Second, we want to enter the autopilot mode only in certain situations, so we use command line parameters to control which special functions should be enabled. For example, we differentiate between ‘active’ and ‘passive’ game instances where one active player invites other, passive players to a game.


Starting Catan Universe in autopilot mode as user1 with command line parameters:


CatanUniverse.exe /autopilot /config user1.json


Once we can automatically log in, we should start giving the autopilot input on what it must react to or even start its own logic to communicate with other clients. These could be:


  • friend or guild membership requests to build a player base we can interact with,
  • lobby invites for ‘custom matches’ (inviting other players that we have in our friend/guild list),
  • or the game client could start the ‘auto-match’ matchmaking (searching for any players that match your favourite game settings).


Autopilot mode: automatically logging in and starting a single-player game without any user interaction


We keep the autopilot code separate from our game logic code so that none of our developers can accidentally break the game logic. Of course, we also want to strip all autopilot-related code from the final release build of the game since we don’t want players to use the autopilot AI – they should play on their own! And finally, we definitely don’t want to open any security issues by allowing automatic control of multiple game instances – think of DDOS (Distributed Denial of Service) attacks, for example.

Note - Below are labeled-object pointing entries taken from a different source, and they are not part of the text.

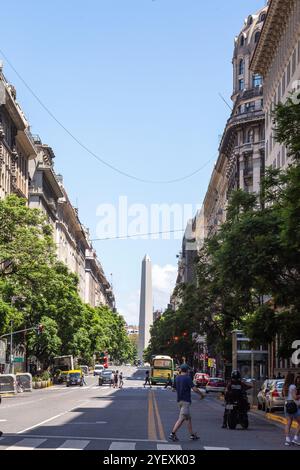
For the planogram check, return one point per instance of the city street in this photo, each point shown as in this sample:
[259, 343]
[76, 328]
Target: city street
[101, 418]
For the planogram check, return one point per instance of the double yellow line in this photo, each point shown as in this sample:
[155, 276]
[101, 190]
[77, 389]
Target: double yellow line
[155, 427]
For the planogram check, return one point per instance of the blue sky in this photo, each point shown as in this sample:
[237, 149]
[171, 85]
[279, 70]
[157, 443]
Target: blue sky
[137, 81]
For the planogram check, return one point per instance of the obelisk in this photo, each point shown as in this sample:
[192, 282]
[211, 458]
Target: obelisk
[146, 306]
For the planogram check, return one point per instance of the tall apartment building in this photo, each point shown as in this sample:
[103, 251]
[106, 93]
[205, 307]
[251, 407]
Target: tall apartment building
[241, 161]
[277, 59]
[16, 144]
[44, 188]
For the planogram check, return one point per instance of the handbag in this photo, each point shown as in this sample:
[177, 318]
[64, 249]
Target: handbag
[291, 407]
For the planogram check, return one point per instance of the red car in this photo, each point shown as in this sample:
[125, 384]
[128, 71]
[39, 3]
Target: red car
[200, 379]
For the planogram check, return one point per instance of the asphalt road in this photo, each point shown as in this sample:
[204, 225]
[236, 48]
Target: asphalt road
[102, 418]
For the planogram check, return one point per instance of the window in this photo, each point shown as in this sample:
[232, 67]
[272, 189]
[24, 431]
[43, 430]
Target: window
[241, 67]
[288, 77]
[263, 17]
[257, 80]
[283, 156]
[294, 62]
[250, 136]
[283, 85]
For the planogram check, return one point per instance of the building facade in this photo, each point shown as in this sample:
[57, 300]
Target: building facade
[241, 160]
[277, 59]
[44, 188]
[16, 143]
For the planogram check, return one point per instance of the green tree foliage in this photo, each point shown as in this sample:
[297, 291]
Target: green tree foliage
[248, 274]
[35, 288]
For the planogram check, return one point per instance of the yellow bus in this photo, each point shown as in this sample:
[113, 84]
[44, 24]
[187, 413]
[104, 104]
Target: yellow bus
[161, 368]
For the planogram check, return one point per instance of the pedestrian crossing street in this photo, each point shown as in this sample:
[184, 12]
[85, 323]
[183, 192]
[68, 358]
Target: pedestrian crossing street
[56, 443]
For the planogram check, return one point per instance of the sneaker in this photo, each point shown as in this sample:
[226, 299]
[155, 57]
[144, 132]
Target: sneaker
[288, 441]
[296, 441]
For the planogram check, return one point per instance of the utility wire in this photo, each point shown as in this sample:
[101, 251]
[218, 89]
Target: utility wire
[136, 235]
[93, 154]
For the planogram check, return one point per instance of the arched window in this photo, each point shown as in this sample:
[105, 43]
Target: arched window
[241, 67]
[263, 17]
[257, 80]
[250, 136]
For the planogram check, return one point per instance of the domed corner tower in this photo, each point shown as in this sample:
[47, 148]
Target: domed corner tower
[243, 141]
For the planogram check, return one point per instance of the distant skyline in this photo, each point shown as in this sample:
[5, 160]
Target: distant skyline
[138, 82]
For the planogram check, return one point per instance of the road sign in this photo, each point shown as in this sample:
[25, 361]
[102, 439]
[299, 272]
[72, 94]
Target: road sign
[19, 359]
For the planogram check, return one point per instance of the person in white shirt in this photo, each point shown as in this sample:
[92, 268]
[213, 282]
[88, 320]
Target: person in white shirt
[292, 409]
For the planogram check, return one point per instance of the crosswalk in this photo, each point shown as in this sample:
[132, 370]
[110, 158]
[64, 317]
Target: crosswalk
[54, 443]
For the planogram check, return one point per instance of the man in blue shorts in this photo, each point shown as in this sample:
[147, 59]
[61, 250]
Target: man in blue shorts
[184, 385]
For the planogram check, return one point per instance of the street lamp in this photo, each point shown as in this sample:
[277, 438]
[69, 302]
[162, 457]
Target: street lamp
[13, 301]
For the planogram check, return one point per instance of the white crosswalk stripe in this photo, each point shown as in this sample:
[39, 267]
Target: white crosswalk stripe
[27, 444]
[73, 444]
[216, 448]
[168, 447]
[81, 444]
[122, 446]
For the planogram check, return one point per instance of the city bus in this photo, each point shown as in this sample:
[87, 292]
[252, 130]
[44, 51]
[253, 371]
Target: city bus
[161, 367]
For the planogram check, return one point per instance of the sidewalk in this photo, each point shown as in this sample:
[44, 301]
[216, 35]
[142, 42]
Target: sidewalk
[278, 418]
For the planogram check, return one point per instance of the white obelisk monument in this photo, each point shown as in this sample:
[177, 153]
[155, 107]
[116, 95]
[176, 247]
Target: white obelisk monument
[146, 306]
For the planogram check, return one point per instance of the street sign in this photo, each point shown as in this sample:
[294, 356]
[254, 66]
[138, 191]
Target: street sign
[18, 359]
[2, 351]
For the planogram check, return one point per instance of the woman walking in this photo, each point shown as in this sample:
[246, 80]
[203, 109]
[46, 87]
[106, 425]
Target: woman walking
[291, 409]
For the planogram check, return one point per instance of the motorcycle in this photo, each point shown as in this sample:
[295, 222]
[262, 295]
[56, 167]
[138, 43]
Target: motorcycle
[237, 413]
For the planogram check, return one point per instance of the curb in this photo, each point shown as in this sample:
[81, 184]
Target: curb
[280, 419]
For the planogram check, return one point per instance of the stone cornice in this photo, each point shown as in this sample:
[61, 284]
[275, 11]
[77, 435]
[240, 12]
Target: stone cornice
[272, 30]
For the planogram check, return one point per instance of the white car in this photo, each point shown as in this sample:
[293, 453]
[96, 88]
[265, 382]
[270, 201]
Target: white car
[98, 369]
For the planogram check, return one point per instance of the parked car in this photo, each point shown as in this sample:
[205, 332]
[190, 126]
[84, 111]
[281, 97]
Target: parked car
[274, 398]
[98, 369]
[74, 377]
[215, 384]
[261, 397]
[201, 379]
[106, 378]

Which brings us to the final puzzle piece: to be able to start as many game clients as we want, we need some external tool to allow so-called ‘multi-boxing’. This is a technique that some players of online games use to play with multiple characters simultaneously, for example to get an increased amount of resources or experience – or simply as an ‘extra challenge’, like playing chess against multiple opponents at once.


Multi-boxing software allows us to start an application multiple times on one single computer, giving each running instance a separate set of files to work with – in our case the user config file – so that they don’t interfere with each other.


Now that the basic pipeline is running with multiple AI players testing the game, we can consider some more advanced settings: it could help to implement a ‘turbo mode’. As the video below shows, the game is running at an incredibly fast speed. This also functions as a stress test for the servers’ multiplayer session handling because the AI will send game actions to the server faster than any human being could ever play the game.


Autopilot mode: mass-testing games in ‘turbo mode’


You may also want to add logging and tracking systems so that you don’t have to visually check the hundreds of instances running. This system should run day and night to cover all game modes and situations, find any crashes or blockers and even identify situations where the AI stops playing the game because it cannot find any valuable actions to perform, thus helping to improve the overall game experience.


Finally, that also means that you should integrate automated play testing into your CI pipeline so that it runs like a regular automated test on every new release you are planning.




We developed our automated play testing solution to increase the quality and lower the costs for the extensive manual testing efforts required to validate the application. Although the initial implementation was cost-intensive and maintenance and adding new features moderately increased the cost, the solution is more economical than the manual effort that would have been required for testing as well as ensuring and improving the quality of the product.